Assume $x = 2\pi k + \frac{p_0}{2q}\pi$ where $q > 1$ is odd (if it can't be represented as such, then either $x$ isn't $\pi$-rational or $2^n x / \pi$ is integer for some $n$).
Wlog, dropping the first term if necessary, assume $p_0$ is even.
By Fermat's little theorem, $2^{q - 1} = q\cdot m + 1$.
Then we have $2^q x = 2 \pi k' + \frac{2 q \cdot m \cdot p_0 + p_0}{2q}\pi = 2\pi k' + m p_0 \pi + \frac{p_0}{2q} = 2\pi k'' + \frac{p_0}{2q}$, so $\sin(2^n x)$ is periodic, and $q$ is period.
Let $p_i = 2^i p_0 \mod 2q$, so argument of $\sin$ of $i$-th element in each period is $2\pi k' + \frac{p_1}{2q}\pi$.
Now, as $q$ is odd, $2$ is invertible in $\mathbb Z_q$, so sequence $p_0, p_1, \ldots, p_{q - 1}$ contains all even numbers from $\overline{0..2q}$.
Then we can split $p_i$ in pairs that sums to $2q$.
Let $\alpha_i = \sin \frac{p_i \pi}{2q}$.
Returning for original series, pair $(p_i, p_j)$ in $t$-th period gives us $\frac{1}{(tq + i) \alpha} - \frac{1}{(tq + j) \alpha} = \frac{c_{ij}}{t^2} + o(\frac{1}{t^2})$.
Summing by all pairs, we get that sum of $t$-th period is $O(\frac{1}{t^2})$, and so the series converges.
Essentially, if we draw points $\exp(2^n \cdot i \cdot x)$ on complex plane, they will (except may be the first one) form set of points symmetric relative to $Ox$. Next, if we multiply each point by $\frac{1}{n} + O(\frac{1}{n^2})$, each symmetric pair will sum to $O(\frac{1}{n^2})$, and as we have constant number of points, so will all the points.

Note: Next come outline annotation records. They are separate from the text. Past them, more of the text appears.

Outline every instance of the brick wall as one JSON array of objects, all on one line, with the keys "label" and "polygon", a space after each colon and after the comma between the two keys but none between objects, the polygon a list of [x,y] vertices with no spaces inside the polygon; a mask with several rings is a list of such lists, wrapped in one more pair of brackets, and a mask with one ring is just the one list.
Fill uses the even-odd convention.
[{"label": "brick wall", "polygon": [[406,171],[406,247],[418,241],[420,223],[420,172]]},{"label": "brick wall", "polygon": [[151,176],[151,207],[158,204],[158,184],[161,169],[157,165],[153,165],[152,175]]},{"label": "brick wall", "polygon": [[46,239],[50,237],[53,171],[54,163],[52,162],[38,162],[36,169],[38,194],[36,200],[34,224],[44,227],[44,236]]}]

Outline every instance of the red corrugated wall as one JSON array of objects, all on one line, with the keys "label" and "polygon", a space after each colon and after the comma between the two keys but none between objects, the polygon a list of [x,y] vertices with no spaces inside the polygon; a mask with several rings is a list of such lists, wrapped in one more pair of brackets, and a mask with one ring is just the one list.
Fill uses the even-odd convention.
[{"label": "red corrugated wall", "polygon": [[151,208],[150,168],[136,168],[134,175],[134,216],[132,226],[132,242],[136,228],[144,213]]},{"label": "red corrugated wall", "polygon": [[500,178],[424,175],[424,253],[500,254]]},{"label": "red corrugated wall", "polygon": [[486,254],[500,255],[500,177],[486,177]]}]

What happens with $\pi$-irrational numbers is more interesting. $\sin(2^n x)$ don't necessary has $0$ as limit point: consider $x = \pi \cdot 0.10\ 11\ 10\ 10\ 11\ 10\ 10\ 10\ 11\ldots_2$ ($k$-th segment is $10$ repeated $k$ times and then $11$) - it's irrational, but $2^n x\pmod{\pi} \in \left[\frac{1}{4}, \frac{15}{16}\right]$.